Here in these hallowed halls of this 160-year-old private institution, Dr. Bailey looks forward to further challenging the ways he and other veterinarians have always done things. He’s throwing himself into research, seeking answers to questions in the hope of furthering science and bringing improved clinical tools to reproductive veterinarians everywhere. “We may have always done it a certain way, but why? And how exactly does it work, and could we do better?” he asks rhetorically. “If we can start to better understand how drugs are working, how nutrition is working and really start to better understand what we’re doing and why we’re doing it, then I think that we can take several steps forward in a fairly short period of time.” While IVF will certainly be among his areas of focus, he has big ideas, innumerable questions and a persistently curious mind that will now explore unchecked at Cornell. “The driving force for me is research; it’s the opportunity to learn,” Dr. Bailey says. “Learning is ultimately what excites me but also the opportunity to interact with people that have very different interests. Academia facilitates that so easily, and it can result in collaboration and new thought.”
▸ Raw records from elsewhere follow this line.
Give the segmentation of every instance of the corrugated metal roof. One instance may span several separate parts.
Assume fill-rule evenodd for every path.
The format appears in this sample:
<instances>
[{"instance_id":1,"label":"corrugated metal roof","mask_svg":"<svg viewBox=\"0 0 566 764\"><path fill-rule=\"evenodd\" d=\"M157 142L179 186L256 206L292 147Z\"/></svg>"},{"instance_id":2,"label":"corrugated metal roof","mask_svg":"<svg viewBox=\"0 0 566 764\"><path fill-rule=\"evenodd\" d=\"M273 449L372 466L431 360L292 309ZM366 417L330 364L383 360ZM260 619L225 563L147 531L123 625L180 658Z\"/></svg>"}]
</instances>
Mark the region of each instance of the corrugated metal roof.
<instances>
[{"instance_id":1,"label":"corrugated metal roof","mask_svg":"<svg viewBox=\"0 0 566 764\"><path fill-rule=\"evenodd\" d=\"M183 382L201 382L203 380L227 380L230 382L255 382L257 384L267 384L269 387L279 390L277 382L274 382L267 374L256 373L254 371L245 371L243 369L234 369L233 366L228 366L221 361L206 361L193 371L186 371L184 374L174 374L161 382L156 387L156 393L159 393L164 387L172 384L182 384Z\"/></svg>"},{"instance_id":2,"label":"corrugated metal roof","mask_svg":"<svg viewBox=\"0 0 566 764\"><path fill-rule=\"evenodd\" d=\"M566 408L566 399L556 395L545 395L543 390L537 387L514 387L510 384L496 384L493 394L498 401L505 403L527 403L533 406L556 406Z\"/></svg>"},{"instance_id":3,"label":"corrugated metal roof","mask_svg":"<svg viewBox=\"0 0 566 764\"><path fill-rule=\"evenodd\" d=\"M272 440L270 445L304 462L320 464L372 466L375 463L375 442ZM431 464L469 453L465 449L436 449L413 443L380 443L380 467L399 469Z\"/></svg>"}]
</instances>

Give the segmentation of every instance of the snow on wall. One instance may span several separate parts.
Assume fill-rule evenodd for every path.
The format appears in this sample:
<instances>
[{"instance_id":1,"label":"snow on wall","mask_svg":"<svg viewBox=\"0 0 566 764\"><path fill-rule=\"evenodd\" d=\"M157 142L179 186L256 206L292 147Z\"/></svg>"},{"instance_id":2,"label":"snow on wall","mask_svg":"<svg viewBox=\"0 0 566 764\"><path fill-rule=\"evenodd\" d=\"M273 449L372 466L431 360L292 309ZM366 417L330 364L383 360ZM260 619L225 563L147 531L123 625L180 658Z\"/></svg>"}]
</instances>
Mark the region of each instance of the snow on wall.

So begins the next chapter of Dr. C. Scott Bailey’s story; told in the lush landscape of the Northeast and within Cornell’s stately campus. When days wind to a close, Dr. Bailey makes the short drive to the family’s charming country farmhouse, set in a tranquil meadow and surrounded by foliage. Veterinary medicine isn’t singular in this family, with Dr. Bailey’s wife, Dr. Stasia Bembenek Bailey being a fellow veterinarian. Instead of horses, her focus is lab animals and ensuring both the validity of research performed using a lab animal model and the care and welfare of the animals themselves. The couple has two sons, 16-year-old, Rowan and Lief, 14, as well as 8-year-old daughter, Isana, a budding veterinarian or ornithologist/ bird specialist, who has yet to make her formal career choice.
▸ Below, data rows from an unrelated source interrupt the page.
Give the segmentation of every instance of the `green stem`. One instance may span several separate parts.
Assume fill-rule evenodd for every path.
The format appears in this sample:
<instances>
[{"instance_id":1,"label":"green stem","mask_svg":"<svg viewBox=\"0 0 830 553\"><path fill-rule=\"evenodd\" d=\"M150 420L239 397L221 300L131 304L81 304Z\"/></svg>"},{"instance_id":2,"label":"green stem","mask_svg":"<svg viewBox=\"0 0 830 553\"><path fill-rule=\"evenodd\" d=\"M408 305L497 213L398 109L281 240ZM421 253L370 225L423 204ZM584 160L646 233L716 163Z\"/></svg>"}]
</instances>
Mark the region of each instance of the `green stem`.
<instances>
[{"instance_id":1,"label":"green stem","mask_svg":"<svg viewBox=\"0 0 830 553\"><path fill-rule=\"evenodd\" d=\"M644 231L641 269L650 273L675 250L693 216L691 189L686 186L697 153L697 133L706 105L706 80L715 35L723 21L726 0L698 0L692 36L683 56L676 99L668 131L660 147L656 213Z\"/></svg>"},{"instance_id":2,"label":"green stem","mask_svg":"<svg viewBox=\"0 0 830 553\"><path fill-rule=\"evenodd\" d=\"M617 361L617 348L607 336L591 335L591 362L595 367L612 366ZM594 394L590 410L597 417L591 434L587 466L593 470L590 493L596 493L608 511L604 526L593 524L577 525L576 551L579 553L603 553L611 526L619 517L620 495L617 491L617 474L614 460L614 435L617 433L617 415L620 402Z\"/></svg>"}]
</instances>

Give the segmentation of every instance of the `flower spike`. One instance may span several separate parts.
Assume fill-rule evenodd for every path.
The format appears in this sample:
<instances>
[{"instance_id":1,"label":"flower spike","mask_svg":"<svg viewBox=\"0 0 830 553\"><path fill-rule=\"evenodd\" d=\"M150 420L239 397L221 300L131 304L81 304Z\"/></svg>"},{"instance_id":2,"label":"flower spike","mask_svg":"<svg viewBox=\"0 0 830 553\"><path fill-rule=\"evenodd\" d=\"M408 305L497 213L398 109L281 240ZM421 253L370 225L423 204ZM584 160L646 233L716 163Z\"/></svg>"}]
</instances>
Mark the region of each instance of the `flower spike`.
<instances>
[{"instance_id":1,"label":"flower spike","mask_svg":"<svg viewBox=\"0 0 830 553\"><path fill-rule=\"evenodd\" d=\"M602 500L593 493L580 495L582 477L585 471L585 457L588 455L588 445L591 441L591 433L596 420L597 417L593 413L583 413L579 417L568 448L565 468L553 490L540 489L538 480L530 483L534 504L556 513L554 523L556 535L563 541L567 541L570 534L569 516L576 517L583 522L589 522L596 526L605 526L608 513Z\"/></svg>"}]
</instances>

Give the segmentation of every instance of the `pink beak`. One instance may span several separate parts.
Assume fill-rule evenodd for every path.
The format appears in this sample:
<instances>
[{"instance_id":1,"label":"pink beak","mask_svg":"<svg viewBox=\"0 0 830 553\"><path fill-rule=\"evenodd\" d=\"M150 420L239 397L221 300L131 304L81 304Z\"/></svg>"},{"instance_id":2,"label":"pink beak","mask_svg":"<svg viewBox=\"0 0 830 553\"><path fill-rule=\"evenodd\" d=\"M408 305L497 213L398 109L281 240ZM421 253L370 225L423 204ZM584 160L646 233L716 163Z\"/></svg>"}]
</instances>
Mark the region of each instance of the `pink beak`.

The family is at peace in rural Tompkins County, known for its scenic rolling hills, waterfalls, forests, vineyards and farmlands. They are back in Dr. Bailey’s birthplace in a full-circle moment that arced across numerous decades, international and domestic moves and career evolutions. Ultimately, the horse has been the consistent character in his story. The animal that started as a passion of his, over time, helped shape his life and career in nearly every way. “I understand horses’ movements and motivations, and seeing them in the fields at Claiborne, there’s almost nothing more beautiful,” he says with awe in his voice. “Their joy and movement and their free-flowing motion is breathtaking, no matter how many times you see it. There’s just something about horses that I love, and as a veterinarian, my job is to treat the horse but also to be respectful and supportive of that bond between them and their human beings.”
Dr. C. Scott Bailey has more than achieved that support. He — like so many theriogenologists — works to foster new life, facilitates the forward motion of champion bloodlines and shapes the future of equine sport as a product of his scientific mind, relentless curiosity and pursuit of better ways to accomplish the arrival of healthy foals, via healthy mares and stallions.